Apakah ICMI perlu berdiri? Menurut sebagian besar cendekiawan Muslim: perlu. Sementara sejumlah lainnya mengatakan tidak perlu. Biasa, dalam sebuah masyarakat demokrasi. Justru kalau semua mengatakan perlu atau semua mengatakan tidak perlu, kita menjadi bertanya-tanya. Benarkah 'kesatuan pendapat' itu tulus, atau terpaksa, dipaksa dan direkayasa? Menurut pendapat saya, salah satu ciri cendekiawan ialah kemampuannya untuk meneguhkan pendiriannya dengan reasons. Jadi, asal seseorang menentukan sikapnya untuk setuju atau tidak setuju berdirinya ICMI itu dengan reasons, ia secara moral sehat. Kalau ada cara-cara mempengaruhi, mengimbau, menjelaskan sampai menakut-nakuti atau setengah memaksa untuk menjual pendiriannya agar orang lain ikut setuju maupun ikut tidak setuju, menurut saya, hal itu merupakan sesuatu yang manusiawi. Masyarakat Indonesia ini selama bertahun-tahun telah dibiasakan dengan atmosfer semacam itu. Kalau masih ada yang kaget, mungkin mereka itu berpura-pura saja. Yang kita uji adalah, seberapa jauh cendekiawan Muslim mampu menghadapi dan menangkis cara-cara yang 'lazim' namun ada yang mempengaruhi orang lain itu. Saya bangga, baik yang setuju maupun tidak setuju berdirinya ICMI, semuanya telah jelas, gamblang, mengemukakan alasan dan argumentasinya secara sangat cerdas dan cemerlang. Itulah demokrasi! Itulah clan ulil albab, yang diandalkan dalam peradaban tersebut.

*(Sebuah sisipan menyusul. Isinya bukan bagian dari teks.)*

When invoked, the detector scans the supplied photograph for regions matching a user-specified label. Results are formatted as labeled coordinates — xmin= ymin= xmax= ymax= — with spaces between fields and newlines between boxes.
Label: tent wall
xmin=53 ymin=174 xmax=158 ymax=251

Apakah semua cendekiawan Muslim setuju menjadi anggota ICMI? Tidak semua cendekiawan Muslim setuju menjadi anggota ICMI! Itu benar dan sehat. Kalau semua setuju, mendukung dengan kebulatan tekad, saya bahkan curiga pada kecerdasan cendekiawan Muslim Indonesia. Mana ada cendekiawan ikut-ikutan? Kalau tidak ikut-ikutan, tiap orang tentu punya pendirian. Keberanian mempertahankan dan berargumen tentang pendiriannya itulah yang menyebabkan perkembangan kehidupan demokrasi kita akan menjadi lebih sehat. Dan dampaknya dicerminkan dengan spektrum persetujuan, reservasi, reluctance sampai setuju dan mendukung mati-matian, dan turut berjuang demi suksesnya ICMI yang baru berdiri ini.
Ujian atas keabsahan (legitimasi) berdirinya ICMI adalah tatkala nanti ia sudah mengarungi perjalanan sejarahnya. Seperti semua perjalanan, masa awal, take off, start, dan permulaan adalah tarikan yang sangat jelas terasa. Tetapi ketika nanti perjalanannya sudah mulus, Insya Allah semuanya menjadi enteng. Bagaimana ICMI menghadapi badai politisasi, kecurigaan untuk kooptasi, kerawanan perpecahan dan keretakan, peluang, dan kerawanan untuk bisa dianggap atau bahkan diperlakukan sebagai front baru umat Islam, merupakan kemungkinan bentuk ancaman, tantangan, hambatan, dan gangguan organisasi ini. Tetapi bagi mereka yang jujur menilai suasana pertemuan di Malang, tatkala simposium diselenggarakan dan gegap gempita pertemuan-pertemuan berikutnya untuk mendirikan ICMI, melengkapi pengurus dan menghubungi pihak-pihak yang dirasa memerlukan kejelasan, sambutan, antusiasme umat Islam dan ulama sangat mengharukan. Memang, untuk tahap awal berdirinya, organisasi ini tidak mampu menampung kesertaan aktif dalam tubuh kepengurusan ICMI. Maklum umat Islam sangat besar jumlahnya dan organisasi Islam memiliki tradisi kaderisasi yang sudah melembaga dan sangat kokoh. Akibatnya, banyak tokoh jempolan dalam berorganisasi di dalam pendukung ICMI. Biarpun struktur organisasi sudah dibikin segede gajah, namun saya tahu, masih saja ada cendekiawan hebat yang belum tertampung dalam wadah kepengurusan.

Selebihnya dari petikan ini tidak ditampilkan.